[code-reflection] RFR: Model verifier [v2]

Fri Oct 11 17:39:39 UTC 2024

On Fri, 11 Oct 2024 07:10:14 GMT, Adam Sotona <asotona at openjdk.org> wrote:

>> src/java.base/share/classes/java/lang/reflect/code/interpreter/Interpreter.java line 424:
>> 
>>> 422:             MethodHandle mh = resolveToMethodHandle(il, co.invokeDescriptor(), co.invokeKind());
>>> 423:             Object[] values = o.operands().stream().map(oc::getValue).toArray();
>>> 424:             target = eraseInts(mh.type(), target, values);
>> 
>> Can you provide an example of why this is required? I think i can guess based on changes to the lifter. Can this impact other areas too like field and array access?
>> 
>> I think in general we have to be careful here. The properties of lifted models are having a broader impact. Arguably, this could be a code model transformation instead.
>> 
>> Terminology-wise "erase" is reserved for references. IIUC correctly we are operating on values of basic primitive types and i believe converting to them non-basic types based on corresponding method parameter types.
>
> Example is provided by the test: https://github.com/openjdk/babylon/blob/104ef7dda29d8f580b6f3f330436365764d0b3c7/test/jdk/java/lang/reflect/code/bytecode/TestLiftCustomBytecode.java#L74
> 
> Yes, it can impact also other areas and more similar Interpreter corrections might be necessary.
> 
> I'm aware of the impact of "erasing" int sub-types. We have to make a decision if all int sub-types are freely assignable (according to JVMS) or their assignability is strictly specified (as in JLS). This PR is a step toward the first option, where Interpreter should not fail on an attempt to call a method with short parameter when passing a boolean as an argument.
> 
> A transformation inserting explicit type conversions is the option if we decide to go the assignability-strict way. 
> 
> Exactly the same issue is with objects assignability.
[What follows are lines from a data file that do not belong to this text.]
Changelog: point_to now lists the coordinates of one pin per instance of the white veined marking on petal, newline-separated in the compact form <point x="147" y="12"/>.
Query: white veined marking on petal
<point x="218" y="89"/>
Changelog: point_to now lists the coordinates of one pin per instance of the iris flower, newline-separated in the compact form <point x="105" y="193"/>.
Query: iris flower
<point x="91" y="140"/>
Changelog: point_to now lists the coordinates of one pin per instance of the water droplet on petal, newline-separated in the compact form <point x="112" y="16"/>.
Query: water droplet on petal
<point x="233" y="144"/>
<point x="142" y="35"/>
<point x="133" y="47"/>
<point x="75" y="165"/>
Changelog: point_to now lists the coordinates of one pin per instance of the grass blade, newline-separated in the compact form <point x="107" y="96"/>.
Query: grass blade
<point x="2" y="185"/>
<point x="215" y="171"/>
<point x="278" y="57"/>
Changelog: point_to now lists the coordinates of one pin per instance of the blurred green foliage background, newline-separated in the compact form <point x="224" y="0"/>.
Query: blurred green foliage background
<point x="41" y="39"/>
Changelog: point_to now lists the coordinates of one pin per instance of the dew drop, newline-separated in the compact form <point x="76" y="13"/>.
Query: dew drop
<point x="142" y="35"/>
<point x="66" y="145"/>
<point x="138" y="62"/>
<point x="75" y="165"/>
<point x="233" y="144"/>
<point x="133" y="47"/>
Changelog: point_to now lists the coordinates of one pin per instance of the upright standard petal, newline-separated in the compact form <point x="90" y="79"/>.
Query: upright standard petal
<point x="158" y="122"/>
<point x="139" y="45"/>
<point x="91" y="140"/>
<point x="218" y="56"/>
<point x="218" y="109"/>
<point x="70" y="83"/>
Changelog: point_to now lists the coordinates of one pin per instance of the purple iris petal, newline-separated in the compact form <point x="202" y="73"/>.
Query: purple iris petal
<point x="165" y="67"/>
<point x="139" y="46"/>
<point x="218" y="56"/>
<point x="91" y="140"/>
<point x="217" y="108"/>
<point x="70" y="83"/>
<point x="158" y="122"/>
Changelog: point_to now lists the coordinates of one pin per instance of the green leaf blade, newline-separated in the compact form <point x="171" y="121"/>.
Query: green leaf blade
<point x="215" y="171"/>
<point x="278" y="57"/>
Should we allow to pass an argument declared as of  j.l.Object type to a method with other specific type parameter or should we inject explicit casts?
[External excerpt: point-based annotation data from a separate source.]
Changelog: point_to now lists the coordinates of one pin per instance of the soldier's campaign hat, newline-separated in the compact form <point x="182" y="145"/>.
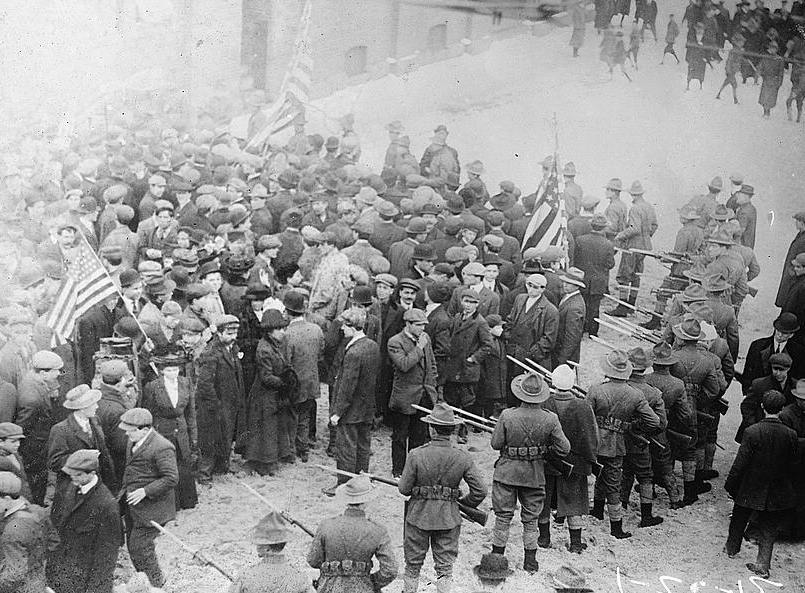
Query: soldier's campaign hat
<point x="9" y="430"/>
<point x="530" y="388"/>
<point x="81" y="461"/>
<point x="80" y="397"/>
<point x="272" y="529"/>
<point x="616" y="364"/>
<point x="136" y="418"/>
<point x="357" y="490"/>
<point x="563" y="378"/>
<point x="636" y="189"/>
<point x="423" y="252"/>
<point x="387" y="279"/>
<point x="599" y="222"/>
<point x="722" y="237"/>
<point x="573" y="276"/>
<point x="799" y="390"/>
<point x="689" y="329"/>
<point x="45" y="360"/>
<point x="493" y="567"/>
<point x="113" y="370"/>
<point x="641" y="358"/>
<point x="10" y="484"/>
<point x="273" y="319"/>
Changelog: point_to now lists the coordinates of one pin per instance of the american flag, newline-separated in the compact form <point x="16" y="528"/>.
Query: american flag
<point x="547" y="225"/>
<point x="85" y="284"/>
<point x="295" y="89"/>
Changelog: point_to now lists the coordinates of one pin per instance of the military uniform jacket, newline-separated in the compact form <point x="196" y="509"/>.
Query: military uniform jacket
<point x="272" y="575"/>
<point x="431" y="477"/>
<point x="617" y="406"/>
<point x="343" y="548"/>
<point x="524" y="436"/>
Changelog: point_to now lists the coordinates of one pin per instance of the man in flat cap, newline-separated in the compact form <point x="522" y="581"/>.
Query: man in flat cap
<point x="36" y="414"/>
<point x="273" y="572"/>
<point x="90" y="530"/>
<point x="148" y="490"/>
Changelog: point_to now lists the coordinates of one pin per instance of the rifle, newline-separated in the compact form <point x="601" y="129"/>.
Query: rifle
<point x="195" y="553"/>
<point x="284" y="515"/>
<point x="467" y="512"/>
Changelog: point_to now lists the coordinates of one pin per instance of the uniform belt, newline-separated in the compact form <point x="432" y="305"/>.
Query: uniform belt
<point x="525" y="453"/>
<point x="435" y="493"/>
<point x="612" y="424"/>
<point x="346" y="568"/>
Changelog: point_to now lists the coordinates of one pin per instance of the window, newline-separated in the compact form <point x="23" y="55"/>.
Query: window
<point x="355" y="62"/>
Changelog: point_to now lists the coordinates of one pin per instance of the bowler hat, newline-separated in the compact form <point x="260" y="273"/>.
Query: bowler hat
<point x="80" y="397"/>
<point x="357" y="490"/>
<point x="442" y="415"/>
<point x="615" y="364"/>
<point x="530" y="388"/>
<point x="81" y="461"/>
<point x="271" y="529"/>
The interpreter is indeed "relaxed" about references and boxing conversions, opting to use Method/VarHandle.invoke rather than invokeExact etc, guarding at runtime with casts and boxing/unboxing conversions.

This does mean there is some possible ambiguity when building code models explicitly and invoking say method `m(int )` when the method's argument's type is unintentionally declared to be symbolically  an `Integer`. We don't differentiate because all runtime values are boxed and it is simpler not to track in more detail.

e.g.,

        CoreOp.FuncOp f = CoreOp.func("f", FunctionType.functionType(JavaType.VOID, JavaType.J_L_INTEGER))
                .body(b -> {
                    Block.Parameter i = b.parameters().get(0);
                    b.op(CoreOp.invoke(MethodRef.method(T.class, "m", void.class, int.class), i));
                    b.op(CoreOp._return());
                });
        System.out.println(f.toText());

        // Works, the Integer parameter is unboxed to an int argument
        Interpreter.invoke(MethodHandles.lookup(),
                f, 1);

Change to:

        CoreOp.FuncOp f = CoreOp.func("f", FunctionType.functionType(JavaType.VOID, JavaType.J_L_STRING))
                .body(b -> {
                    Block.Parameter i = b.parameters().get(0);
                    b.op(CoreOp.invoke(MethodRef.method(T.class, "m", void.class, int.class), i));
                    b.op(CoreOp._return());
                });
        System.out.println(f.toText());

And the interpreter will rightly fail in MethodHandle.asType conversion when interpreting the invoke operation.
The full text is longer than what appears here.